Dava, kesinleşen icra takibi nedeniyle tahliye istemine ilişkindir.
Taraflar arasında 24.11.2014 başlangıç tarihli 1 yıl süreli kira sözleşmesinin varlığı hususunda uyuşmazlık yoktur. Davacı 21.09.2016 tarihinde başlattığı icra takibinde 50.784,00 TL kira alacağının tahsilini talep etmiştir. Ödeme emri borçluya tebliğ olunmuş, davalı borçlunun itiraz etmemesi üzerine takip kesinleşmiştir. Davalı kiracı kira ilişkisinden doğan edimlerini yerine getirmekle yükümlüdür. Davalı kiracı takibe konu kira bedellerinin ödendiğini İİK’nin 269/c maddesi gereğince noterlikçe resen tanzim veya imzası tasdik edilmiş veya alacaklı tarafından ikrar olunmuş bir belge yahut resmi dairelerin veya yetkili makamların yetkileri dahilinde ve usulüne göre bir makbuz veya vesika ile ispat etmeye mecburdur. Davalı cevap dilekçesi ile ödemeye ilişkin banka dekontlarına dayanmış ve duruşma sırasındaki beyanında, tüm kira bedellerinin eksiksiz olarak ödenmiş olmasına rağmen satış tehdidi altında icra dosyasına 70.811,65 TL ödeme yapıldığı, ancak 24.11.2014 tarihli aylık 1.100,00 TL bedelli kira sözleşmesi gereği kira bedellerinin eksiksiz olarak Halk Bankası hesabına yatırıldığını bildirmiştir. Ödeme belgesi borcu söndüren belge niteliğinde olduğundan, savunmanın genişletilmesi olarak değerlendirilemez. Yargılamanın her aşamasında ileri sürülebilir. Bu durumda Mahkemece dosyada mevcut ödeme belgeleri üzerinde durularak, yapılan ödemelerin takibe konu aylar kirasına ilişkin olup olmadığı değerlendirilmek suretiyle ve gerektiğinde bilirkişi incelemesi de yaptırılarak sonucuna göre karar verilmesi gerekirken, eksik inceleme ile yazılı şekilde karar verilmesi doğru değildir.

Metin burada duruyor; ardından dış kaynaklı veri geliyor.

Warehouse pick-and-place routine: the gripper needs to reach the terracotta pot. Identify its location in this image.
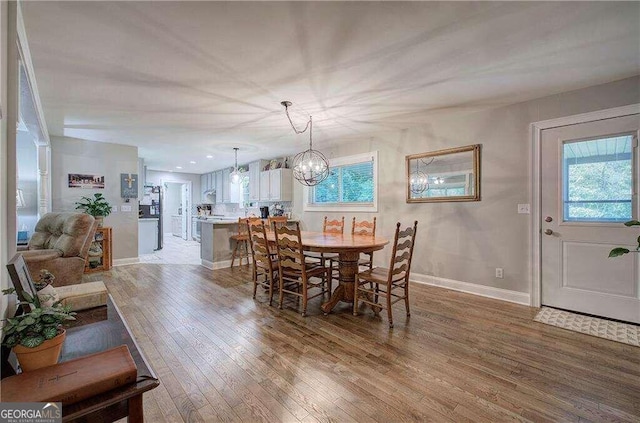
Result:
[13,329,67,372]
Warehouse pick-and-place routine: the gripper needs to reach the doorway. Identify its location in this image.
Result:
[162,181,192,241]
[539,114,640,323]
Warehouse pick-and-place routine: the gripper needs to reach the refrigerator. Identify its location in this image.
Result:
[138,185,163,251]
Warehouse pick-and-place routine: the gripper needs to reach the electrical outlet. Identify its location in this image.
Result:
[518,204,530,214]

SONUÇ: Temyiz olunan Bölge Adliye Mahkemesi kararının, yukarıda yazılı sebepten dolayı 5311 sayılı Kanun ile değişik İİK’nin 364/2. maddesi göndermesiyle uygulanması gereken 6100 sayılı HMK’nin 373/1. maddeleri uyarınca KALDIRILMASINA, İlk Derece Mahkemesi kararının yukarıda belirtilen nedenle BOZULMASINA, dosyanın İlk Derece Mahkemesine, kararın bir örneğinin de Bölge Adliye Mahkemesine gönderilmesine, peşin harcın istek halinde temyiz edene iadesine 10.01.2019 tarihinde oy birliğiyle karar verildi.